W szerokiej i wielorakiej działalności ks. Michała Sopoćki nurt apostolstwa „miłosierdziowego”, istniejący w zasadzie od początku jego pracy kapłańskiej, zaczyna dominować, by w późniejszym okresie życia ogarnąć i przeniknąć także wszelkie inne czynności wychowawcze, oświatowe, naukowe, publicystyczne, a zwłaszcza duszpasterskie. Zafascynowany tajemnicą Miłosierdzia Bożego ks. M. Sopoćko przystąpił do rozpowszechniania nowych form kultu z całą charakterystyczną dla siebie energią i konsekwencją, nie zrażając się trudnościami, jakie początkowo stwarzały władze kościelne. Trudności te przyjmował jako normalną próbę, z przekonaniem, że istotnie jest to dzieło Boże, a nie ludzkie.
Stopniowo też dojrzewało w nim wewnętrzne przeświadczenie, że Boże żądania przekazywane mu kolejno przez s. Faustynę, odnoszą się w istocie do niego, jako tego, kto ma je w rzeczywistości realizować.
Zechciejmy spojrzeć na postać tego Kapłana oczyma s. Faustyny, opierając się na jej spostrzeżeniach, zawartych w Dzienniczku i listach pisanych do swego duchownego kierownika.
Na kilka miesięcy przed śmiercią s.
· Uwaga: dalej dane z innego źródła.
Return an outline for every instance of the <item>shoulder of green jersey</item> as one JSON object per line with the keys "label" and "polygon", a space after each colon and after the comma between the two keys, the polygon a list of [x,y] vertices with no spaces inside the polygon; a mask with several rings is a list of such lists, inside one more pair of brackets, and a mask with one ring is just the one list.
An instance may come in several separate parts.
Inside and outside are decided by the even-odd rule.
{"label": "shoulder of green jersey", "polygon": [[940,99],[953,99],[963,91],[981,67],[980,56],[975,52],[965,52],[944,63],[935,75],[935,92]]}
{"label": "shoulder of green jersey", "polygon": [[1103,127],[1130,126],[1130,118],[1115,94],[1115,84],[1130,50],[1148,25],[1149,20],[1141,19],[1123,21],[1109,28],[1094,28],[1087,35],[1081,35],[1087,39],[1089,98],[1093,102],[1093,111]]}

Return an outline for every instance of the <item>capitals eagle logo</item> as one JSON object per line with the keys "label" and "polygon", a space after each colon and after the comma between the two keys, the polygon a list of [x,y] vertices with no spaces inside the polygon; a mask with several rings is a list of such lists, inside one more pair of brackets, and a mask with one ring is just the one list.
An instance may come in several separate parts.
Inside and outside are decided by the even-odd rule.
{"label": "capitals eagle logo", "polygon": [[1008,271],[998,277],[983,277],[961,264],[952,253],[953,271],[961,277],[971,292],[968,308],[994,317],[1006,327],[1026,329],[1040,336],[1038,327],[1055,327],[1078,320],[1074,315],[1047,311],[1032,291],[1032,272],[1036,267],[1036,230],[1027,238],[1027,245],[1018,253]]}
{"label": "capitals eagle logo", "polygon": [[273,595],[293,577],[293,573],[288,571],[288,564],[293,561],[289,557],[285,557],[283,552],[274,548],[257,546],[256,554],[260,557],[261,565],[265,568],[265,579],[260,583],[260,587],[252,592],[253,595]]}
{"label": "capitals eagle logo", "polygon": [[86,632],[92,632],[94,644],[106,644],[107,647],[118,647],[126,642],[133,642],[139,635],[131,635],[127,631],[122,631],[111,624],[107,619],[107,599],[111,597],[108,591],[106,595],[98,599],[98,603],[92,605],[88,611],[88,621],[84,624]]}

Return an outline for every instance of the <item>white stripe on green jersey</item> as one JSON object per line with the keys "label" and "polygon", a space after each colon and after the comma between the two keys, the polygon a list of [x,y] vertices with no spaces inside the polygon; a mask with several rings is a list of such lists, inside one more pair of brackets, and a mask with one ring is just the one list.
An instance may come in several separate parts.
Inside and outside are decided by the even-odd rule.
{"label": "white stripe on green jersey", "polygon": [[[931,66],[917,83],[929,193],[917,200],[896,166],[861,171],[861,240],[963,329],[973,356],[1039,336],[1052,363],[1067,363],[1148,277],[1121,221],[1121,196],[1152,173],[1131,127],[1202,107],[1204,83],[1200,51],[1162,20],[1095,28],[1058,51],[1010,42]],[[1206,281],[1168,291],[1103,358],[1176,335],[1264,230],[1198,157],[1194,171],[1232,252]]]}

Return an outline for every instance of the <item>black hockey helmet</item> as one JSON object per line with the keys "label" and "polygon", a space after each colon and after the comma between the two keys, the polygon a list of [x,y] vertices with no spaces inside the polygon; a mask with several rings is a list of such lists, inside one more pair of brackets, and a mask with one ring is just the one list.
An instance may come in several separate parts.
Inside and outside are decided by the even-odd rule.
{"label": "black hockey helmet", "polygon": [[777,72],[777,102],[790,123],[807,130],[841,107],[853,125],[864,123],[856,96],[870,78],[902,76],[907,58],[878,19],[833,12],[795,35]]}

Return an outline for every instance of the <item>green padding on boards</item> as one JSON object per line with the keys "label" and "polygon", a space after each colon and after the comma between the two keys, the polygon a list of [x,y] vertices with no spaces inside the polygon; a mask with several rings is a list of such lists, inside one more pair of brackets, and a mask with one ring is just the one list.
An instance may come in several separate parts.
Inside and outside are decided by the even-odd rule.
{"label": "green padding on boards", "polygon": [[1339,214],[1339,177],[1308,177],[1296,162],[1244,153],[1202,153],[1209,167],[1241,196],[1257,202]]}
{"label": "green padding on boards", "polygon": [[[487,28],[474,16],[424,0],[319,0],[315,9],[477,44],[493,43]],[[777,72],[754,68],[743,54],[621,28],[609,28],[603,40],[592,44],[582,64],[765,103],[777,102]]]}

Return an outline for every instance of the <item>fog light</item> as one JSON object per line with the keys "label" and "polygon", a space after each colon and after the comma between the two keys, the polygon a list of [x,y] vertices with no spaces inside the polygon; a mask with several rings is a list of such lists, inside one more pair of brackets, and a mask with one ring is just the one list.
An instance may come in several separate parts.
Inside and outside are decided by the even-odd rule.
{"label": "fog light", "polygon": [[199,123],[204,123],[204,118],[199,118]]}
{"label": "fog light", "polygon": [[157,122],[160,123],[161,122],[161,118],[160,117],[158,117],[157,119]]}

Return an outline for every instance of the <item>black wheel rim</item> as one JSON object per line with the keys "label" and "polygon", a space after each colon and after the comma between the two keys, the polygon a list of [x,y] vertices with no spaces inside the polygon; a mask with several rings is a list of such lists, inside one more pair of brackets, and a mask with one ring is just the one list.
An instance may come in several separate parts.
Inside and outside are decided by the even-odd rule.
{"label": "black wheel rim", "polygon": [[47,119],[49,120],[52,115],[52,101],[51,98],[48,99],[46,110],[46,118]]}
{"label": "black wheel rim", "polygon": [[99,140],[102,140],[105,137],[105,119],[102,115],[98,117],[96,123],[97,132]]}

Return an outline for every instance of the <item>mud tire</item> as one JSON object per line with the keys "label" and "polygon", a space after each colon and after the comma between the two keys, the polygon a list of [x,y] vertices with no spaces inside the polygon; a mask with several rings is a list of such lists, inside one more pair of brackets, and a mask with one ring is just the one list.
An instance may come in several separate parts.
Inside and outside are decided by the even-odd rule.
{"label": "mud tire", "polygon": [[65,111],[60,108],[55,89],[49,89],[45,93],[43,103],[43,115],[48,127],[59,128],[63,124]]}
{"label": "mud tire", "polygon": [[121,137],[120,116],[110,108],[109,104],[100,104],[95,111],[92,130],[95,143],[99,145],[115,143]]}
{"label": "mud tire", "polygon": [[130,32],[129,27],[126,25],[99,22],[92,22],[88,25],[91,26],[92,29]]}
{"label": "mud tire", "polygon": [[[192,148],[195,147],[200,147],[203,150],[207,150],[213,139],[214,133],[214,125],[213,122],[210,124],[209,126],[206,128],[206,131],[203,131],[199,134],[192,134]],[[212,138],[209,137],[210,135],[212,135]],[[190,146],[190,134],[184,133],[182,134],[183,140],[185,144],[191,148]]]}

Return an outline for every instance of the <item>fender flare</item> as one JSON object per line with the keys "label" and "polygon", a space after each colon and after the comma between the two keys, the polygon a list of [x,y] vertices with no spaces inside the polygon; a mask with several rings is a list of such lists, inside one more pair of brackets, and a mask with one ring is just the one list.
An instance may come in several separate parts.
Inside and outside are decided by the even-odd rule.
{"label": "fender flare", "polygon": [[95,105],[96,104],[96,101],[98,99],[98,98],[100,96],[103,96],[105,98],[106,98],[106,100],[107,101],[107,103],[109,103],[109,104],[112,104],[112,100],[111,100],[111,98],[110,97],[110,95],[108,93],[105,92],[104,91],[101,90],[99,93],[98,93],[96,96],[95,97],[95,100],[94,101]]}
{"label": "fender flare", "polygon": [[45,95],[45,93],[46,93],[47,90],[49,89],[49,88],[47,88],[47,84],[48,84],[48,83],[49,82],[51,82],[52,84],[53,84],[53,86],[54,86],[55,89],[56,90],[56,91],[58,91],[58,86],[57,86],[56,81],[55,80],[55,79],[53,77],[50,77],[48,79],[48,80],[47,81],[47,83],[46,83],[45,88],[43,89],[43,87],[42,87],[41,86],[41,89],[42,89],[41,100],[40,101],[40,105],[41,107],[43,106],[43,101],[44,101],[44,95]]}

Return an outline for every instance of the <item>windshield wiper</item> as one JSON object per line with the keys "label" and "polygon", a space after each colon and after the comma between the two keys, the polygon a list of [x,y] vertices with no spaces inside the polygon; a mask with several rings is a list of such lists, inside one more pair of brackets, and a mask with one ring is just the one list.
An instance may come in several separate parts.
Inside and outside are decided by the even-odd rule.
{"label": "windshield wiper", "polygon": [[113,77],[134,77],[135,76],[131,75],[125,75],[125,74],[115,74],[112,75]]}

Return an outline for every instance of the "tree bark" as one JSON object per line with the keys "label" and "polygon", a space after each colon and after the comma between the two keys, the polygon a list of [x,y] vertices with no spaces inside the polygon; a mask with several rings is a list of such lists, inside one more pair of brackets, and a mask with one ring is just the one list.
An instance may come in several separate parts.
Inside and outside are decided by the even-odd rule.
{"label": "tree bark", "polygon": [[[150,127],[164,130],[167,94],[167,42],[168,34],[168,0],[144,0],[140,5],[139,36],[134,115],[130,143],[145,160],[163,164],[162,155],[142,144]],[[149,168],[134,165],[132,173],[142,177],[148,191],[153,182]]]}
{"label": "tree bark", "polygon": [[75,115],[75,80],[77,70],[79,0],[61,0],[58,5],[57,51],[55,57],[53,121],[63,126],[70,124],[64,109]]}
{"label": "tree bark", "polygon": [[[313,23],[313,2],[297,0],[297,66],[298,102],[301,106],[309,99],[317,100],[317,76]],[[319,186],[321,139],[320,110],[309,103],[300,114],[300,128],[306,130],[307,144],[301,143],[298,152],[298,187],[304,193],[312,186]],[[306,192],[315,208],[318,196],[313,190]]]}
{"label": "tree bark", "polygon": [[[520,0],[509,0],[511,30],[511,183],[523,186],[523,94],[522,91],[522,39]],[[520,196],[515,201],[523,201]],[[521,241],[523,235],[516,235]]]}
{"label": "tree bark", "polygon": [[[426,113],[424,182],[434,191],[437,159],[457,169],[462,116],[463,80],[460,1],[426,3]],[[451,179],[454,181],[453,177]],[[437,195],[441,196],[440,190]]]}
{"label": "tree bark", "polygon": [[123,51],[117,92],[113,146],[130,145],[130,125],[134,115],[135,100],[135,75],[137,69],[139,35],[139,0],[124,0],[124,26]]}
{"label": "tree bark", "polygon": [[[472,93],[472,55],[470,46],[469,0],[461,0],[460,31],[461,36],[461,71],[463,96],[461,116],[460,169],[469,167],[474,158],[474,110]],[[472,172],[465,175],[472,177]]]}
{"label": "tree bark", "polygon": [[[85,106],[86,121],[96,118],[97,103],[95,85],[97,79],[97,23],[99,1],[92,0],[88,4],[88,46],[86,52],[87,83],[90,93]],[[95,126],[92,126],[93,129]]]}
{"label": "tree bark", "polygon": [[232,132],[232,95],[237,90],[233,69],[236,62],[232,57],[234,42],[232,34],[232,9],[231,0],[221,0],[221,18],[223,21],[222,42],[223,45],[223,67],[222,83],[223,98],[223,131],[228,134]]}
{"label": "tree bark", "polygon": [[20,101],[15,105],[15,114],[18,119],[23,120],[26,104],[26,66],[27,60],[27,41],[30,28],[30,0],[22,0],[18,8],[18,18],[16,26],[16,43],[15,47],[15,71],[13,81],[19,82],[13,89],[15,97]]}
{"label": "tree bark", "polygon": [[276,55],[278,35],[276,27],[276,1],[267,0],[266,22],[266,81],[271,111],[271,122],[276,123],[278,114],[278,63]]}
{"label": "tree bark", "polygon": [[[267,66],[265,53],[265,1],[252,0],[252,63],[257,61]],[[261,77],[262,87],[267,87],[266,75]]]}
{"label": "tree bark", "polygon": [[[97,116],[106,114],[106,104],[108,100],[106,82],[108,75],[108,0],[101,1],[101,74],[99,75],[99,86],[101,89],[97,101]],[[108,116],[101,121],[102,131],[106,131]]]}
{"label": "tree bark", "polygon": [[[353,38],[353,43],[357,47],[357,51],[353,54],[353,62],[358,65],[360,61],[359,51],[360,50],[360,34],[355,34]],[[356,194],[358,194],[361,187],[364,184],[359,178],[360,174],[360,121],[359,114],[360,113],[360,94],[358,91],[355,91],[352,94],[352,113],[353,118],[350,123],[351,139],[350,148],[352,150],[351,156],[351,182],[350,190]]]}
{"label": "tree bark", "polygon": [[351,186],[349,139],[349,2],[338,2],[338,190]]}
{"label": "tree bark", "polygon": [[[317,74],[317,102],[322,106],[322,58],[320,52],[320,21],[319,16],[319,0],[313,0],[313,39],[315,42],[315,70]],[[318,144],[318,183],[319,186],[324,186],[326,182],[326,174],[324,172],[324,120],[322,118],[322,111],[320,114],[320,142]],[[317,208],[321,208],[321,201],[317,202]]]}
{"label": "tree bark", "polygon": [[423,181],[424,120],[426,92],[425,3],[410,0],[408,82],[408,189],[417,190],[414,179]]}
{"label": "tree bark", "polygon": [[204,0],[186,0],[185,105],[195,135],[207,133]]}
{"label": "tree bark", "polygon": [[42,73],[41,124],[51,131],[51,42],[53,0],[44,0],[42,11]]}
Faustyna tak pisze o tej wspólnej misji: „Dziś widziałam zatknięte w ziemi dwa słupy bardzo wielkie, jeden zatknęłam ja, a drugi pewna osoba S. M. z niepojętym wysiłkiem, zmęczeniem i usiłowaniem; a gdy postawiłam ów słup, dziwiłam się sama sobie, skąd miałam tyle siły. I poznałam, że nie własną siłą: dokonałam tego, ale mocą z wysoka. Te dwa słupy były blisko siebie na przestrzeni tego obrazu i ujrzałam ten obraz zawieszony na tych dwóch słupach, bardzo wysoko. W jednej chwili na tych dwóch słupach stanęła świątynia i wewnątrz i na zewnątrz. Widziałam rękę, która wykańczała tę świątynię, ale osoby nie widziałam. Wielkie mnóstwo ludzi było zewnątrz i w świątyni, a strumienie wychodzące z Najlitościwszego Serca Jezusa spływały na wszystkich” (Dz. 1689).
Wznoszenie tej świątyni chwały Miłosiernego Boga rozpoczęło się od powołania s. Faustyny i od pozytywnej odpowiedzi na to wezwanie Boże.
W 1938 roku zanotowała w Dzienniczku słowa Pana Jezusa: „Dziś usłyszałam słowa: w Starym Zakonie wysyłałem proroków do ludu z gromami. Dziś wysyłam ciebie do całej ludzkości z Moim Miłosierdziem. Nie chcę karać zbolałej ludzkości, ale pragnę ją uleczyć przytulając ją do Swego miłosiernego Serca. Kar używam, kiedy Mnie sami zmuszają do tego, ręka Moja niechętnie bierze za miecz sprawiedliwości: przed dniem sprawiedliwości posyłam dzień miłosierdzia. Odpowiedziałam: O mój Jezu, Ty sam przemawiaj do dusz, bo moje słowa są bez znaczenia.” (Dz. 1588)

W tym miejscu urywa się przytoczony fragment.